A. D. Bettge and Y. Pomeranz. Copyright 1993 by the American Association of Cereal Chemists, Inc.
An air-aspirated wheat cleaner fractionated two sets of preharvest-sprouted wheats (falling numbers 62-376) through the combined influences of aerodynamic drag, kernel volume, and kernel weight. One set was fractionated at a water column (WC) air pressure of 3.81 cm (1.5 in.); the other set was fractionated under WC air pressures of 2.54, 3.81, and 5.08 cm (1, 1.5, and 2 in., respectively). Each treatment resulted in a lifted fraction and a fraction passing through the air-aspirated cleaner. The fractions, plus the original grain, were analyzed for physicochemical, alpha-amylase, and end-use parameters. The first set of samples showed significant physical and physicochemical differences between lifted and throughs fractions. The improvements were most meaningful for wheats of moderate preharvest sprouting (falling numbers between 200 and 300). Throughs fractions produced better sponge cakes, in volume and texture, than the other fractions.
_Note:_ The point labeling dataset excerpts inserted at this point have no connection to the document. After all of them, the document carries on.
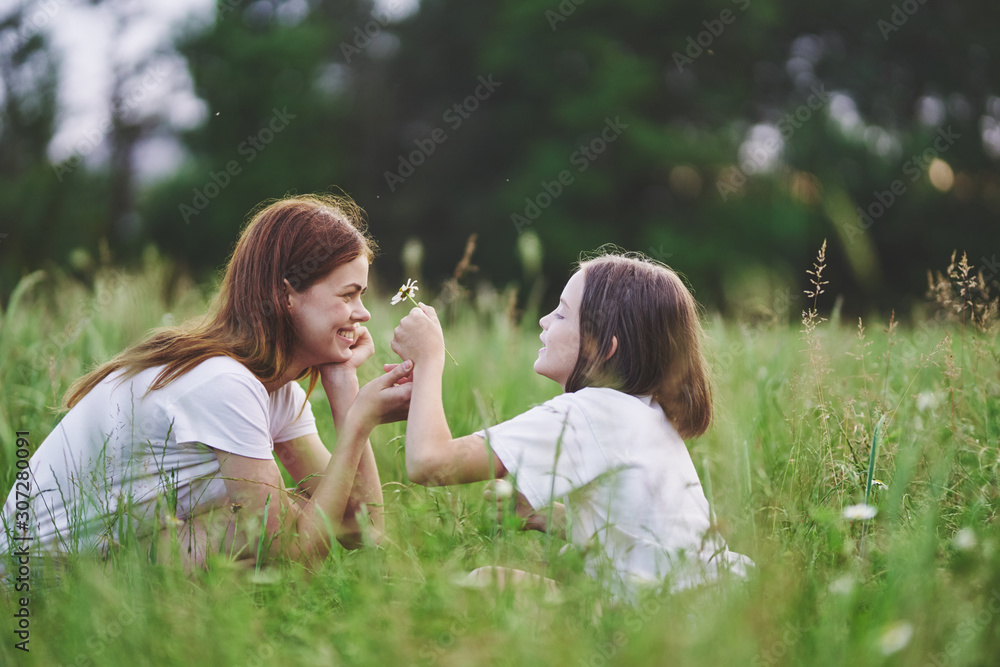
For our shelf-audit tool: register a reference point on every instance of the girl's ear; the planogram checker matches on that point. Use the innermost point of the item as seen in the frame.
(614, 348)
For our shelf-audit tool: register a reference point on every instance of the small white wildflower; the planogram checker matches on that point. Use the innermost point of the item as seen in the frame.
(842, 585)
(860, 512)
(405, 292)
(964, 539)
(927, 400)
(502, 489)
(895, 637)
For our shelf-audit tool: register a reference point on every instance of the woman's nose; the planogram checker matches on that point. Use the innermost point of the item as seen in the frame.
(361, 314)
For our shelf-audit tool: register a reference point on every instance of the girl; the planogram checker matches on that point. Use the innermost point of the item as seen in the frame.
(624, 344)
(179, 431)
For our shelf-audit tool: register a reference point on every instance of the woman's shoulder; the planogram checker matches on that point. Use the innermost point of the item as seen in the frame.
(217, 372)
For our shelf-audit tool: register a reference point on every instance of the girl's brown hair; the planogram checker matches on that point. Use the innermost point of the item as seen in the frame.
(301, 239)
(647, 307)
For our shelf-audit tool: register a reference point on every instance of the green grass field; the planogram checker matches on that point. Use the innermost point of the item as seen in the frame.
(795, 422)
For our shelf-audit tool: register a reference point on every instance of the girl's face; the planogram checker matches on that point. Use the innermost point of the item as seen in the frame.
(561, 334)
(327, 314)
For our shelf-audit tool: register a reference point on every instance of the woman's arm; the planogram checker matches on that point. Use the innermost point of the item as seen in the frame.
(433, 457)
(298, 528)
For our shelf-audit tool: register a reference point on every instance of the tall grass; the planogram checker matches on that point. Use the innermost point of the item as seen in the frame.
(792, 445)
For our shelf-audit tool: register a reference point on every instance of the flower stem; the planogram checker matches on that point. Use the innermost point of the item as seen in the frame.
(446, 347)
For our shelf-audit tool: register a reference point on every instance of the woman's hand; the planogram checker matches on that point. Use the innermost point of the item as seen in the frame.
(385, 399)
(419, 337)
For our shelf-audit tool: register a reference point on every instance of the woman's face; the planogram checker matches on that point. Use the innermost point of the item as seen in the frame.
(561, 334)
(327, 314)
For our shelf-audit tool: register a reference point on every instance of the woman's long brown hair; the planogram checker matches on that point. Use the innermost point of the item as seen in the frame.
(647, 307)
(299, 239)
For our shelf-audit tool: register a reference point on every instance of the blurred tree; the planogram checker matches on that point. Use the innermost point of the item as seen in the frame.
(727, 139)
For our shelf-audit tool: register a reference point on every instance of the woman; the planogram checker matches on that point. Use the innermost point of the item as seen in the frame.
(179, 431)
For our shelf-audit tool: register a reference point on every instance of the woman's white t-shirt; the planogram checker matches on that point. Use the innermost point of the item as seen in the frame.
(633, 498)
(119, 443)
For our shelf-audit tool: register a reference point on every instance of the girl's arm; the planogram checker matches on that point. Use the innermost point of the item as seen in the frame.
(433, 457)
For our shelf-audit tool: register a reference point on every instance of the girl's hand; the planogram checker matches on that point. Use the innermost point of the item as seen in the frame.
(385, 399)
(419, 337)
(362, 350)
(388, 367)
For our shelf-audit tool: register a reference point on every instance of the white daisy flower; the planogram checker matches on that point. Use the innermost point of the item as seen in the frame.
(405, 292)
(860, 512)
(964, 539)
(895, 637)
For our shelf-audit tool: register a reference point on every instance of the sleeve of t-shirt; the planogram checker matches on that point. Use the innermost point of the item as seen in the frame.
(227, 412)
(550, 450)
(286, 422)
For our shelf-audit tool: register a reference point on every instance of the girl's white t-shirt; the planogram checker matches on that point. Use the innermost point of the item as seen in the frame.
(632, 494)
(119, 443)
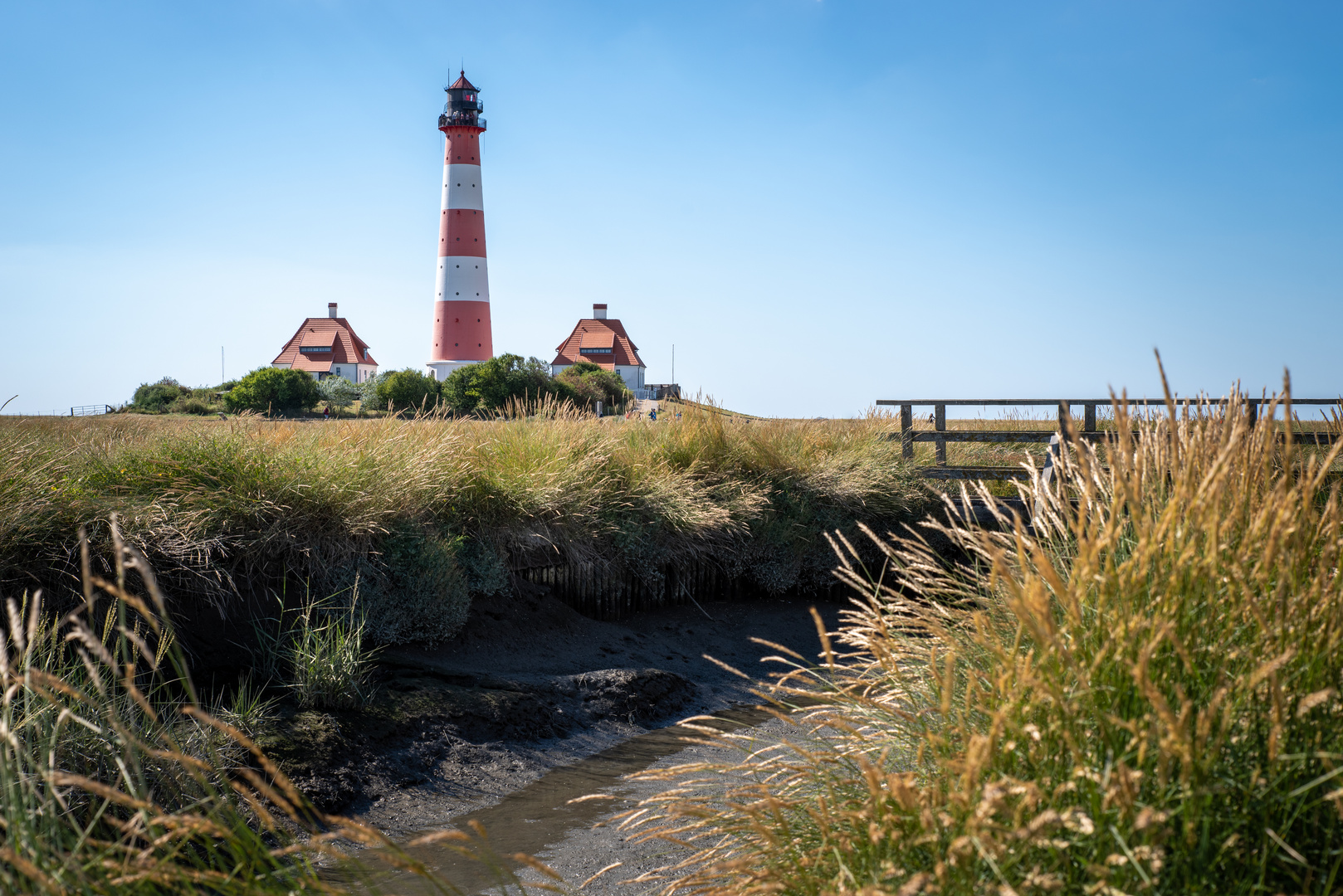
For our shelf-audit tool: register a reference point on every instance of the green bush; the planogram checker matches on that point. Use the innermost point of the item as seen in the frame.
(588, 383)
(273, 388)
(404, 390)
(418, 592)
(156, 398)
(337, 391)
(491, 384)
(191, 405)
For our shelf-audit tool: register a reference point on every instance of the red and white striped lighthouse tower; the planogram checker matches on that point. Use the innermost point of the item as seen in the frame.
(462, 286)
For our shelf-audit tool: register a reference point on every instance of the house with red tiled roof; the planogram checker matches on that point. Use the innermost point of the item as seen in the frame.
(328, 347)
(604, 343)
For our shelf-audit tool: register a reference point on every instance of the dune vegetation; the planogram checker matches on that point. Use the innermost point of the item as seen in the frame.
(430, 511)
(1139, 692)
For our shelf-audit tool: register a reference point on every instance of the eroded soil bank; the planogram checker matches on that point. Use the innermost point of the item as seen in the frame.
(527, 687)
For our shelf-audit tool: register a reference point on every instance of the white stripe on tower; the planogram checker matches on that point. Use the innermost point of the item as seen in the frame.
(461, 289)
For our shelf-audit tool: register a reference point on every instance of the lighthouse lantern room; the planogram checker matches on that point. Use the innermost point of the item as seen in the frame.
(461, 331)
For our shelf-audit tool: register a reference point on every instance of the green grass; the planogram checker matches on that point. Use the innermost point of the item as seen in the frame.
(1139, 694)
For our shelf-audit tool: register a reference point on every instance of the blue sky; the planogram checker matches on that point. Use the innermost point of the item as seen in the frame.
(818, 203)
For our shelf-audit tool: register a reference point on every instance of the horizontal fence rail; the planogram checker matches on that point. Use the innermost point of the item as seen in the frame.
(939, 436)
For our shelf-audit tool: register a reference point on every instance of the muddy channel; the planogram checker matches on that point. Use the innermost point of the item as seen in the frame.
(527, 709)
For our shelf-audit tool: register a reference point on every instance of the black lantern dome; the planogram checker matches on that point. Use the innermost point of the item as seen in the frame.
(464, 105)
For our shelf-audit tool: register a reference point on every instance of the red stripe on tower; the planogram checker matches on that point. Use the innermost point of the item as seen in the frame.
(462, 284)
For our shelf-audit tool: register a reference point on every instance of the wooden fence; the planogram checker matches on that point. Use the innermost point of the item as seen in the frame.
(939, 436)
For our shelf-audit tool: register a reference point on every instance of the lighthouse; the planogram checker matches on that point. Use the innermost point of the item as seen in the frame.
(462, 285)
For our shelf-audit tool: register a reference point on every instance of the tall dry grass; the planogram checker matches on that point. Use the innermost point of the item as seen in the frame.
(115, 778)
(1138, 694)
(223, 507)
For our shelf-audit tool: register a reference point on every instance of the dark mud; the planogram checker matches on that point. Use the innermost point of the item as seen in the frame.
(528, 687)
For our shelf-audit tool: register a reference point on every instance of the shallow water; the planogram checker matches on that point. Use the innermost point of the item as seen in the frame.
(540, 815)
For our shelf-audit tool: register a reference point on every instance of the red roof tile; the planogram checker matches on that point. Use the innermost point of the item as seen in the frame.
(591, 334)
(324, 332)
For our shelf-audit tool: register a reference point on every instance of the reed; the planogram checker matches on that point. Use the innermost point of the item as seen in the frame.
(115, 779)
(228, 508)
(1136, 694)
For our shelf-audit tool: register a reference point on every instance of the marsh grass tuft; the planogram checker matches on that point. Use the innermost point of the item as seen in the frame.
(228, 511)
(115, 779)
(330, 666)
(1136, 694)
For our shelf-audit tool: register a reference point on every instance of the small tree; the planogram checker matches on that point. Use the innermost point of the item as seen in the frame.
(276, 388)
(369, 391)
(408, 390)
(156, 398)
(489, 384)
(339, 392)
(590, 383)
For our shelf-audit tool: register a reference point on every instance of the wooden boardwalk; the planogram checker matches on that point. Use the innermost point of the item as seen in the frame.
(939, 436)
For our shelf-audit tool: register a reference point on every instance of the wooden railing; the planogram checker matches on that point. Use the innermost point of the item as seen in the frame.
(939, 436)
The second set of samples exhibited a similar pattern: significant improvement in wheat of moderate preharvest sprouting but no meaningful improvements in either highly or lightly sprouted samples. Significant improvement was observed in fractions passing through the aspirator relative to the original and to the lifted fractions in samples of moderate preharvest sprouting. This improvement was most evident in the fraction passing through the aspirator at 5.08-cm WC air pressure. Aspiration at this air pressure causes about 50% of the sample to be removed.